Continúo hablando con él
Qué iba a imaginar que sus textos serían llevados al cine, al teatro o a la música. Él solo escribía. Se mimetizaba con el mundo y escribía. Sus diarios, sus aforismos, su correspondencia son acaso los puntales para entender una obra que nos dejó relatos notables, y novelas, que, aunque inconclusas, afirmaron su extraordinario talento.
Muchos llegamos a Franz Kafka por “Metamorfosis”, o “La transformación”, y aprendimos a leerlo porque fue el relato más perturbador de nuestra adolescencia: Kafka nos puso frente a un mundo donde todo es posible, Kafka se constituyó en la llave hacia lo inimaginable.
Fue entonces, uno de nuestros primeros maestros, el precursor de una forma en la que hicimos convivir nuestras esperanzas y nuestros miedos, la belleza de un halcón que hace piruetas en la noche, hasta el maligno reflejo de un roedor esperándonos en alguna alcantarilla para mordernos el talón, para masticar nuestra piel mientras suena la campana de una catedral siniestra. Le debemos tanto a Max Brod, el empático traidor por quien, cien años después, continuamos recordando la obra del genio de Praga. Hay que decirlo: Kafka inauguró una época, hizo de su vida el aporte más exacto de su contexto.
Si necesitamos una figura de construcción para entregarle una imagen a lo que fueron las tres primeras décadas del siglo XX, esa metáfora es Kafka. No hay otra.
A eso agregar que su legado responde a la intensidad de sus hábitos. El autor de “Contemplación”, “La condena” y “Un artista del hambre”, reflejó en sus relatos el carácter y la intrahistoria de un momento entregado a la pesadilla, a una guerra mundial, a una pandemia; eventos que van más allá de una presencia estadística: la tragedia no necesita de un disfraz para mostrarse, pero sí otro lenguaje. Por eso “El Castillo” funciona como un libro de denuncia.
El documento pone en nuestros ojos al monstruo de la alienación, de una burocracia de espaldas a la mayoría que nos recuerda las trabas de nuestras instituciones que hacen lo imposible para mantenernos a raya de una formalización que bien podría resolver nuestros problemas, por eso el tono de frustración, por eso también las hipérboles.
Volvamos al hombre. Arturo Corcuera me compartió una anécdota entre Mario Vargas Llosa y César Calvo. Me contó el Poeta que luego de publicar “Edipo entre los Incas”, coincidieron en una reunión Vargas Llosa y Calvo. El primero le dijo: “César ¿Por qué no te dedicas a escribir más?”, en clara alusión a su beneplácito por su publicación.
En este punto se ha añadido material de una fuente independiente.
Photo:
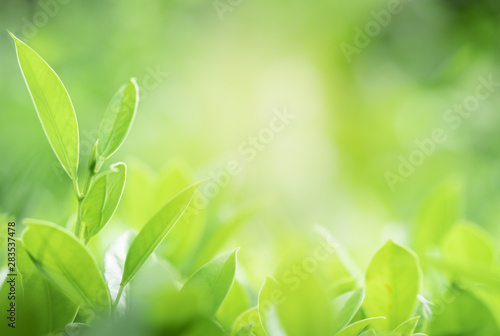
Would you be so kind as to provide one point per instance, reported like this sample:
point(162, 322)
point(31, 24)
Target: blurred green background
point(210, 80)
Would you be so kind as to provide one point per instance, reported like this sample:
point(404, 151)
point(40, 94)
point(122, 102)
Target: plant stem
point(118, 297)
point(79, 229)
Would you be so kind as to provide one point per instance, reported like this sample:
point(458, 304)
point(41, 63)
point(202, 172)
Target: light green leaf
point(114, 261)
point(246, 318)
point(406, 328)
point(53, 105)
point(102, 200)
point(461, 312)
point(45, 307)
point(439, 212)
point(212, 282)
point(467, 243)
point(345, 307)
point(117, 119)
point(357, 327)
point(306, 309)
point(392, 285)
point(76, 329)
point(246, 330)
point(270, 296)
point(66, 262)
point(370, 332)
point(236, 302)
point(154, 231)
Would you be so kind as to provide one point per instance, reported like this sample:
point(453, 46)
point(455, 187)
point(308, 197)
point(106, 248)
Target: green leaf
point(66, 262)
point(77, 329)
point(212, 282)
point(467, 243)
point(370, 332)
point(439, 212)
point(53, 105)
point(345, 307)
point(406, 328)
point(246, 330)
point(118, 119)
point(306, 309)
point(250, 316)
point(357, 327)
point(45, 307)
point(236, 302)
point(102, 200)
point(114, 261)
point(460, 312)
point(154, 231)
point(270, 296)
point(392, 285)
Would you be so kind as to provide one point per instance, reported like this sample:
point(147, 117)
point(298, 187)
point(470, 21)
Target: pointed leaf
point(53, 105)
point(439, 212)
point(155, 231)
point(345, 307)
point(236, 302)
point(66, 262)
point(406, 328)
point(114, 261)
point(45, 307)
point(246, 330)
point(212, 282)
point(306, 310)
point(118, 119)
point(246, 318)
point(466, 243)
point(357, 327)
point(103, 198)
point(392, 285)
point(271, 295)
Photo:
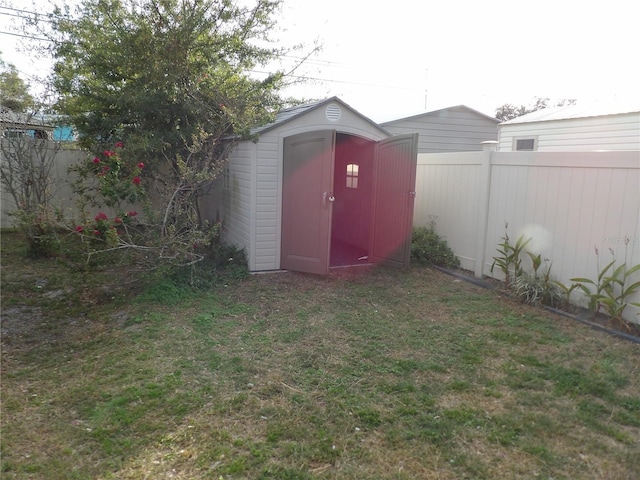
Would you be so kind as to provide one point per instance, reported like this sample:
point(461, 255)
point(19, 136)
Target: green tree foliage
point(172, 83)
point(509, 111)
point(156, 73)
point(14, 92)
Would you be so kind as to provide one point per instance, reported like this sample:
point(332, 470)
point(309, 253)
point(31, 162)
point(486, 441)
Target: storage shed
point(320, 187)
point(452, 129)
point(573, 128)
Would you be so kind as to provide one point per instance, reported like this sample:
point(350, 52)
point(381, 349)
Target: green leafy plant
point(509, 260)
point(429, 248)
point(537, 287)
point(612, 288)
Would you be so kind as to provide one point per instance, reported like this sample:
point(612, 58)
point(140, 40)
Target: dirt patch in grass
point(365, 373)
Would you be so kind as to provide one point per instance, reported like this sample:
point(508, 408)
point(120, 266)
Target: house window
point(525, 144)
point(352, 175)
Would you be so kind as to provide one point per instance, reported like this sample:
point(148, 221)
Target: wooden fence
point(568, 203)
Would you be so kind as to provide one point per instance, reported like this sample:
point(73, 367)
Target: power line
point(25, 36)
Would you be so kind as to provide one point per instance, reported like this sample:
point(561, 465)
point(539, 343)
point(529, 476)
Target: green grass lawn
point(368, 373)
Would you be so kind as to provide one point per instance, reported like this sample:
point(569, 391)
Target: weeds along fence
point(61, 178)
point(568, 203)
point(62, 195)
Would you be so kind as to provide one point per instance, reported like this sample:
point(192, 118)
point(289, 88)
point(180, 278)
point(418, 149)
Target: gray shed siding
point(238, 196)
point(454, 129)
point(608, 132)
point(252, 204)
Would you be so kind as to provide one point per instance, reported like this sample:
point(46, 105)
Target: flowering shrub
point(118, 179)
point(106, 230)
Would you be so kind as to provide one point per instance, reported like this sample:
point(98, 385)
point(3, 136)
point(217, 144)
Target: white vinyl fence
point(568, 203)
point(62, 195)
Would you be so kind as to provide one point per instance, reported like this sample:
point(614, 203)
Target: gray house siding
point(454, 129)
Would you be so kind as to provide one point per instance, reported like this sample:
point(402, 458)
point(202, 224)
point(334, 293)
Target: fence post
point(484, 178)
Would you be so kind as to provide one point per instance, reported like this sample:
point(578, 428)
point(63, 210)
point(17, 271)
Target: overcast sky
point(398, 58)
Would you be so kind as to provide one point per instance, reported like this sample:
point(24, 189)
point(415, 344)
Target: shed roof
point(440, 112)
point(570, 112)
point(291, 113)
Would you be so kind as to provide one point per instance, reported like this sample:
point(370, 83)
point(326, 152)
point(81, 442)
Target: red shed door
point(307, 201)
point(394, 180)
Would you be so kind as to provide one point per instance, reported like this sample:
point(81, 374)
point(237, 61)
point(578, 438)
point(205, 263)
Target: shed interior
point(352, 208)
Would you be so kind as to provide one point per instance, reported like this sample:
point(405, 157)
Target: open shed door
point(394, 180)
point(307, 200)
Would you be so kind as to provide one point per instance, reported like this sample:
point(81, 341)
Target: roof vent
point(333, 112)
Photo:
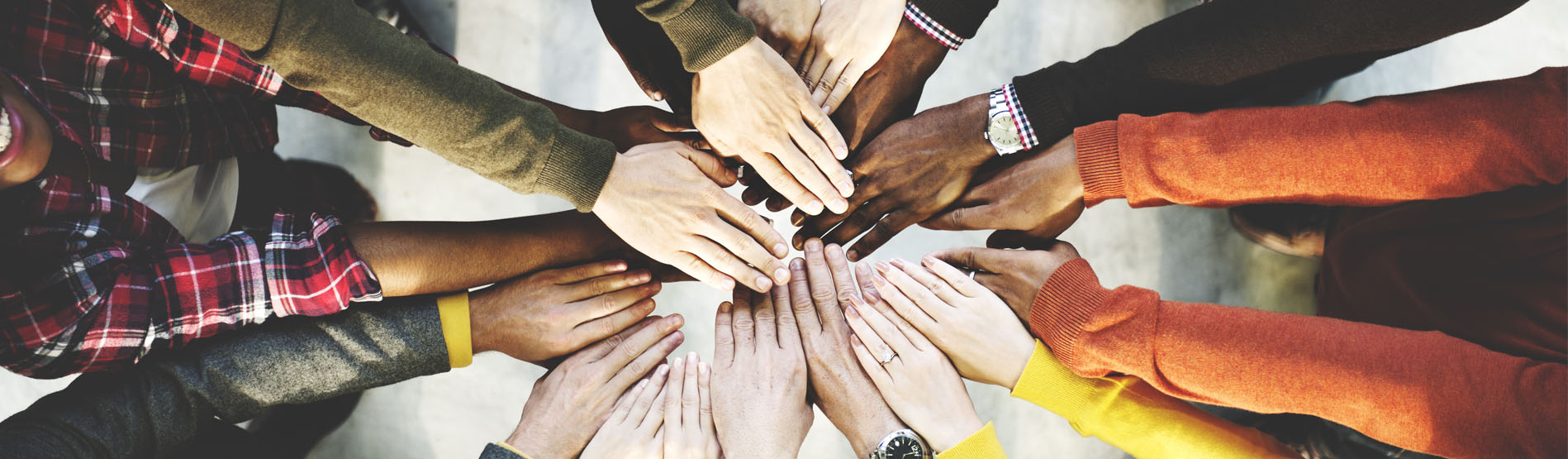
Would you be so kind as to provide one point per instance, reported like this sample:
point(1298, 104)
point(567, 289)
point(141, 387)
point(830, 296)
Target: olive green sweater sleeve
point(703, 31)
point(399, 84)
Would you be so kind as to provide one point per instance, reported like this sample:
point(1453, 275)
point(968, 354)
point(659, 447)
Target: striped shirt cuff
point(932, 27)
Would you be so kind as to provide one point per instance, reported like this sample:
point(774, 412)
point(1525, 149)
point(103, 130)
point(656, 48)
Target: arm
point(397, 82)
point(154, 408)
point(1220, 52)
point(1419, 390)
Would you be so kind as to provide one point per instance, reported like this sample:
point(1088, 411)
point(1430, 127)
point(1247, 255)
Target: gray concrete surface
point(555, 49)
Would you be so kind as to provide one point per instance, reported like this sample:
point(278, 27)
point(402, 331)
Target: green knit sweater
point(399, 84)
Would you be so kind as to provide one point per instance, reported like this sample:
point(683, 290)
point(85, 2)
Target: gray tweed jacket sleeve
point(153, 408)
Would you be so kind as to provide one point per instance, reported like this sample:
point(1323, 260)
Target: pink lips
point(17, 134)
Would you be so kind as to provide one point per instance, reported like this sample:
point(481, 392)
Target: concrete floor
point(555, 49)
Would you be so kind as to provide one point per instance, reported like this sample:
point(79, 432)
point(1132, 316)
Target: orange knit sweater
point(1419, 390)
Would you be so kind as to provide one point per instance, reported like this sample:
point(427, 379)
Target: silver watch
point(902, 443)
point(1000, 129)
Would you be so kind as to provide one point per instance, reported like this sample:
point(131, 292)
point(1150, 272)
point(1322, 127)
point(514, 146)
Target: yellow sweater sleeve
point(1133, 415)
point(455, 328)
point(979, 445)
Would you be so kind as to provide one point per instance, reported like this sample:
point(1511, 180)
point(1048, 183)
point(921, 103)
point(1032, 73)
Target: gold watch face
point(1002, 131)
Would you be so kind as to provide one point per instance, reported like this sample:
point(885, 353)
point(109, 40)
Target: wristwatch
point(902, 443)
point(1000, 129)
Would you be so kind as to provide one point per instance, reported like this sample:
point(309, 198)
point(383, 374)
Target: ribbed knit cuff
point(1100, 162)
point(958, 17)
point(1048, 110)
point(1063, 305)
point(577, 167)
point(706, 31)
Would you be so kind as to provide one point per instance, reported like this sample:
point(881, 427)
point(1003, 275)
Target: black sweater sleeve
point(154, 408)
point(1217, 54)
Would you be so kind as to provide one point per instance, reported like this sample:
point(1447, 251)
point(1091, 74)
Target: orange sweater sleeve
point(1418, 390)
point(1454, 142)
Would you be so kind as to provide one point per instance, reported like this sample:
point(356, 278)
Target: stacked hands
point(877, 349)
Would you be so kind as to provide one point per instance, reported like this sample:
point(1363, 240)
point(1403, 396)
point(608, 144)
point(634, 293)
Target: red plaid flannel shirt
point(92, 279)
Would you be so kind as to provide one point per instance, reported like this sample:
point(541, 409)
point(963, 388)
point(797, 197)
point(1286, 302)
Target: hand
point(847, 40)
point(759, 378)
point(752, 106)
point(908, 174)
point(555, 312)
point(1040, 195)
point(632, 428)
point(640, 125)
point(918, 382)
point(569, 403)
point(665, 202)
point(819, 286)
point(783, 24)
point(1014, 275)
point(974, 328)
point(689, 412)
point(886, 93)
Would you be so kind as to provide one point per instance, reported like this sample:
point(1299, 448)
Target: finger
point(883, 232)
point(723, 335)
point(602, 328)
point(955, 279)
point(581, 272)
point(841, 90)
point(829, 80)
point(937, 289)
point(725, 261)
point(609, 284)
point(784, 183)
point(800, 300)
point(867, 280)
point(698, 269)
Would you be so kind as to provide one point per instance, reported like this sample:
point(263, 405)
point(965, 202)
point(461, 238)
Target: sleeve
point(92, 302)
point(151, 409)
point(1133, 415)
point(399, 84)
point(1419, 390)
point(1446, 143)
point(701, 31)
point(1220, 52)
point(979, 445)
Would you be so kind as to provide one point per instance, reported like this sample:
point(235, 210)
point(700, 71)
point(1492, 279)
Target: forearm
point(1222, 52)
point(415, 258)
point(1446, 143)
point(1419, 390)
point(154, 408)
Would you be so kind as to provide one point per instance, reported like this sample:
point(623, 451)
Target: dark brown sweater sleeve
point(1227, 50)
point(1445, 143)
point(399, 84)
point(1419, 390)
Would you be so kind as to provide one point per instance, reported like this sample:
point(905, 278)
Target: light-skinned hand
point(759, 378)
point(847, 40)
point(820, 284)
point(1040, 197)
point(908, 174)
point(1014, 275)
point(918, 382)
point(753, 106)
point(632, 428)
point(665, 200)
point(689, 411)
point(783, 24)
point(574, 399)
point(968, 323)
point(555, 312)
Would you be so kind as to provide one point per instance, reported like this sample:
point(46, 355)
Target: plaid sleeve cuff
point(1026, 132)
point(932, 27)
point(312, 269)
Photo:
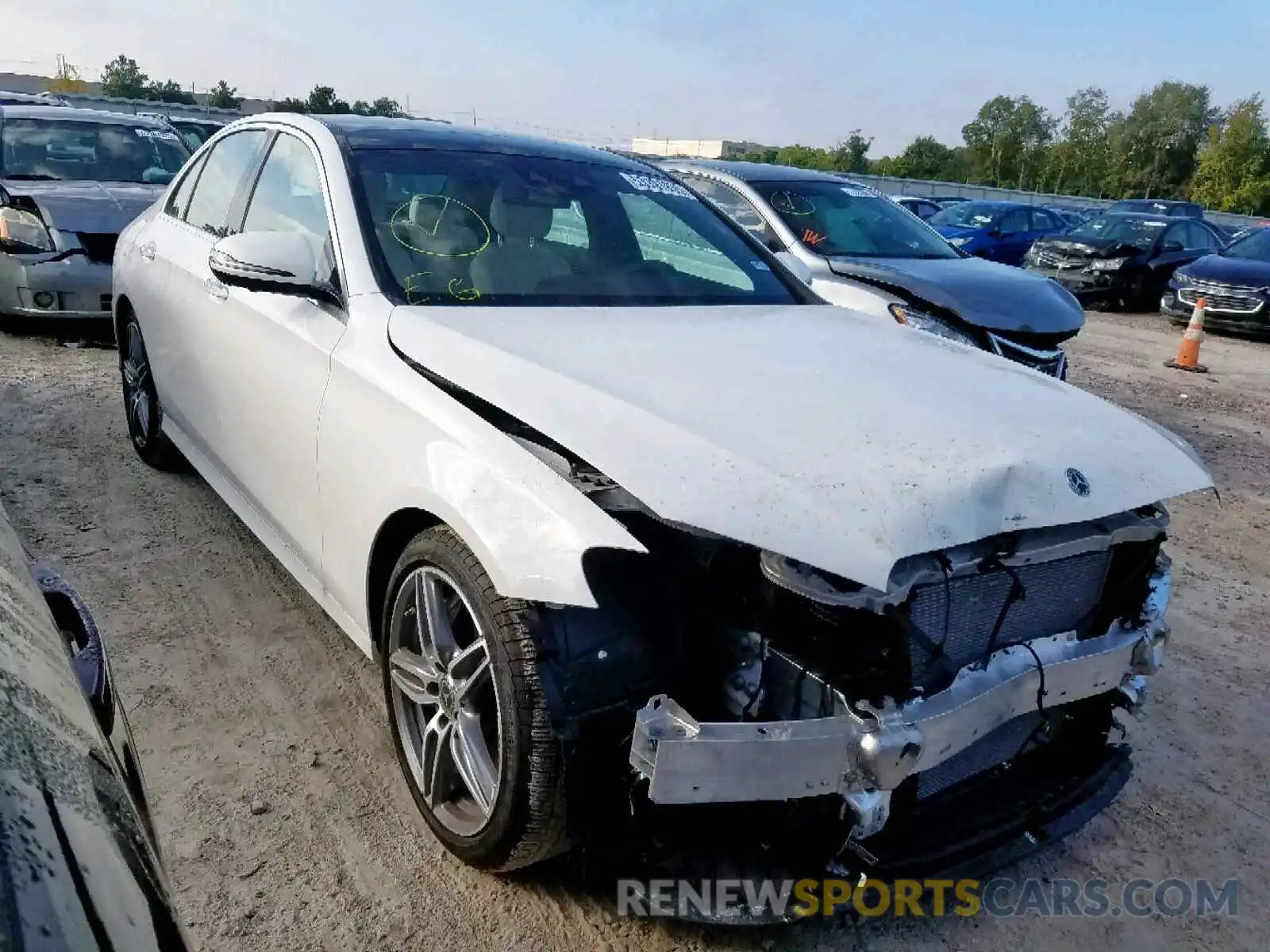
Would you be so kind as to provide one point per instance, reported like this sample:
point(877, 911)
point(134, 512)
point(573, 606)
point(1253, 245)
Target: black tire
point(141, 403)
point(526, 823)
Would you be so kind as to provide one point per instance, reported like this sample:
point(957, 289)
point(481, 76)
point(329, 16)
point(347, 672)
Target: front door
point(178, 340)
point(268, 367)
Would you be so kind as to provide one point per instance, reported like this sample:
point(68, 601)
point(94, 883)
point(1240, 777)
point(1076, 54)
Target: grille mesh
point(1221, 298)
point(990, 750)
point(1060, 594)
point(98, 248)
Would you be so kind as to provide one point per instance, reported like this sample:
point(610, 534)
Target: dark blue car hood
point(1245, 272)
point(982, 294)
point(956, 230)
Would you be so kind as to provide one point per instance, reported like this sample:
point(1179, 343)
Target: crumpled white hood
point(804, 431)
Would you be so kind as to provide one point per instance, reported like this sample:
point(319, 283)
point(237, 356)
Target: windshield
point(194, 132)
point(967, 215)
point(842, 220)
point(492, 228)
point(1140, 232)
point(1255, 247)
point(61, 150)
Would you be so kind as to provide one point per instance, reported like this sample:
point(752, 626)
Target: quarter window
point(732, 203)
point(222, 173)
point(569, 226)
point(1199, 236)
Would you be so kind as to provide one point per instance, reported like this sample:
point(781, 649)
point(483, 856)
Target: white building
point(694, 148)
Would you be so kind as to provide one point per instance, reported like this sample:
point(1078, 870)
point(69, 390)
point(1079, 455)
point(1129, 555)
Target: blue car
point(1235, 285)
point(1000, 232)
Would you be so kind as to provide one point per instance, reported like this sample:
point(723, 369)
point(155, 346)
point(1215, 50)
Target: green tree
point(1006, 143)
point(1233, 171)
point(169, 92)
point(851, 154)
point(1155, 148)
point(124, 78)
point(1080, 159)
point(804, 158)
point(768, 156)
point(224, 97)
point(926, 158)
point(324, 102)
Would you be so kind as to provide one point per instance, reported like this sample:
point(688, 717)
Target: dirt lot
point(241, 689)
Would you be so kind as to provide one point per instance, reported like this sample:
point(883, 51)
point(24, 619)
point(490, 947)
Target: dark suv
point(1235, 285)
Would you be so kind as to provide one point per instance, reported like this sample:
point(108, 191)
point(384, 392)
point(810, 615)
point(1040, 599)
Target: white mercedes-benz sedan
point(651, 543)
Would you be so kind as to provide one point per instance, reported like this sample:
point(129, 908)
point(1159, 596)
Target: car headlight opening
point(23, 232)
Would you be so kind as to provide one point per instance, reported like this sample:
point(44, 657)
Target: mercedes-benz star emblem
point(1077, 482)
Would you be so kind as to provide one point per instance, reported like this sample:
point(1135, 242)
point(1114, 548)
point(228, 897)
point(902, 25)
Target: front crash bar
point(687, 762)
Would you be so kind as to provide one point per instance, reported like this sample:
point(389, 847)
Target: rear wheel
point(469, 720)
point(141, 403)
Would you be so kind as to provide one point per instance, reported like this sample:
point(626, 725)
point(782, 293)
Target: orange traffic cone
point(1187, 352)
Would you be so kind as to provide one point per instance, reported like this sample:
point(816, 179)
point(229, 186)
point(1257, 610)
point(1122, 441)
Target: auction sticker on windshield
point(654, 183)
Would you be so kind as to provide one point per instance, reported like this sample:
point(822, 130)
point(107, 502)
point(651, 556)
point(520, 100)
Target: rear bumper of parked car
point(1217, 317)
point(54, 286)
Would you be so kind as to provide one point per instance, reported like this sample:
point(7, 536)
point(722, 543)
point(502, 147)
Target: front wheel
point(467, 708)
point(141, 403)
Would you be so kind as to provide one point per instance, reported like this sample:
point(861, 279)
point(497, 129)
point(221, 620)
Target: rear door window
point(179, 198)
point(668, 239)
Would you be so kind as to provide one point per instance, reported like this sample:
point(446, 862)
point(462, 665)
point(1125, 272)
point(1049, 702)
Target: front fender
point(391, 440)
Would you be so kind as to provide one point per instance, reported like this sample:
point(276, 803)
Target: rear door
point(190, 298)
point(1015, 238)
point(267, 355)
point(1175, 248)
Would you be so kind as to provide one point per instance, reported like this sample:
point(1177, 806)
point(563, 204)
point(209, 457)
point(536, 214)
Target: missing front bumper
point(861, 757)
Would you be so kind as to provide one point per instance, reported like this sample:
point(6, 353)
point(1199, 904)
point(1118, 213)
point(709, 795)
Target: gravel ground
point(283, 819)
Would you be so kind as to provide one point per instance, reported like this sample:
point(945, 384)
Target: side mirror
point(795, 266)
point(277, 262)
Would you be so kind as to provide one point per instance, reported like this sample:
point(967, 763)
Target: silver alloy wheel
point(137, 397)
point(444, 700)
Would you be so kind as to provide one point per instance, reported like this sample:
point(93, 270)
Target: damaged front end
point(952, 721)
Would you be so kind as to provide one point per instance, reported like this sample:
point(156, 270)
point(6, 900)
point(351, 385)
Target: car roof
point(359, 132)
point(755, 171)
point(65, 113)
point(1168, 202)
point(1146, 216)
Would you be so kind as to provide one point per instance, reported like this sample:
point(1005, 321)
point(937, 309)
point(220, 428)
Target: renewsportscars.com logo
point(787, 899)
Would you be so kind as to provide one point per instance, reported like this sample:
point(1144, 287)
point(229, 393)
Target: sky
point(803, 71)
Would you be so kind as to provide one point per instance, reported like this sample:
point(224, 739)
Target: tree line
point(124, 78)
point(1172, 143)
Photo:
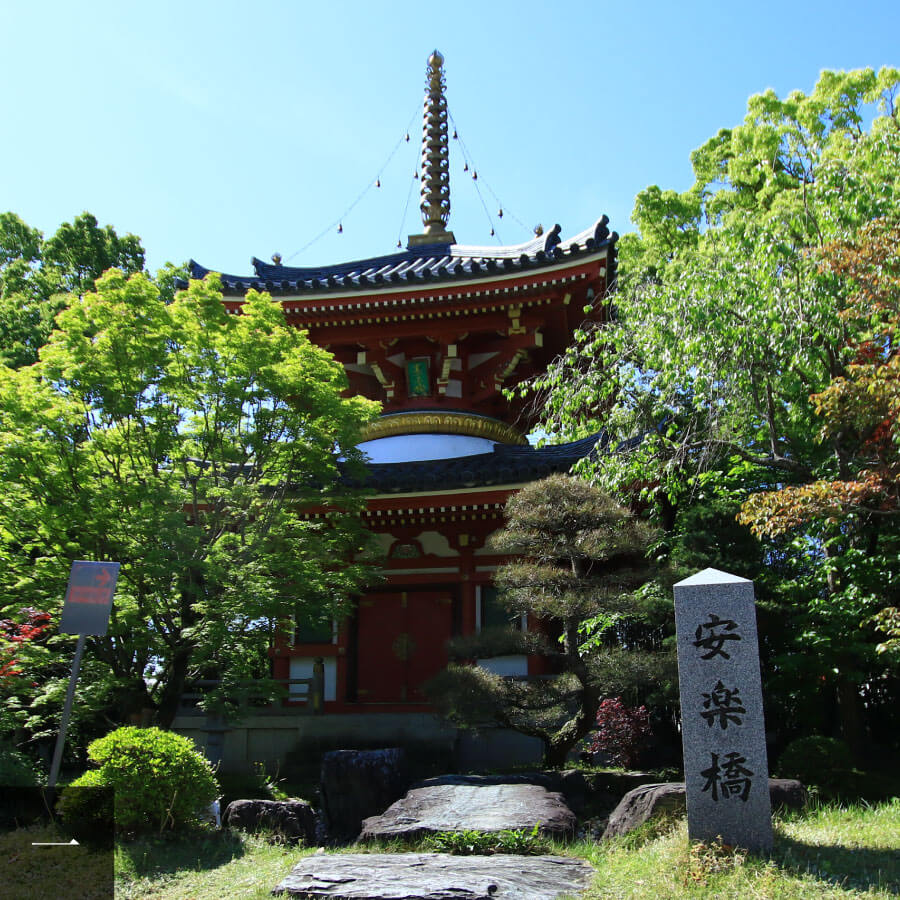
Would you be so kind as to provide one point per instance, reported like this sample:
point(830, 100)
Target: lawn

A lo que Calvo respondió: “Mario ¿Por qué no te dedicas a vivir?”. Pues Kafka vivió y se permitió excesos. Luchó siete años contra la tuberculosis; temeroso, acomplejado, sórdido, desenfadado, pero también tranquilo, con fijaciones sadomasoquistas, pornógrafo, amó intensamente hasta el delirio. Tenía cuarenta años cuando falleció. Le bastó esos cuarenta para marcar a quienes seguimos leyéndolo.
Franz Kafka no solo quedó en sus libros, su espíritu está en Camus, en Sartre, en Cortázar y en todos aquellos que hicieron del asombro su pista para escribir. Yo tenía trece años la primera vez que me topé con Gregorio Samsa. Tengo 46, continúo hablando con él.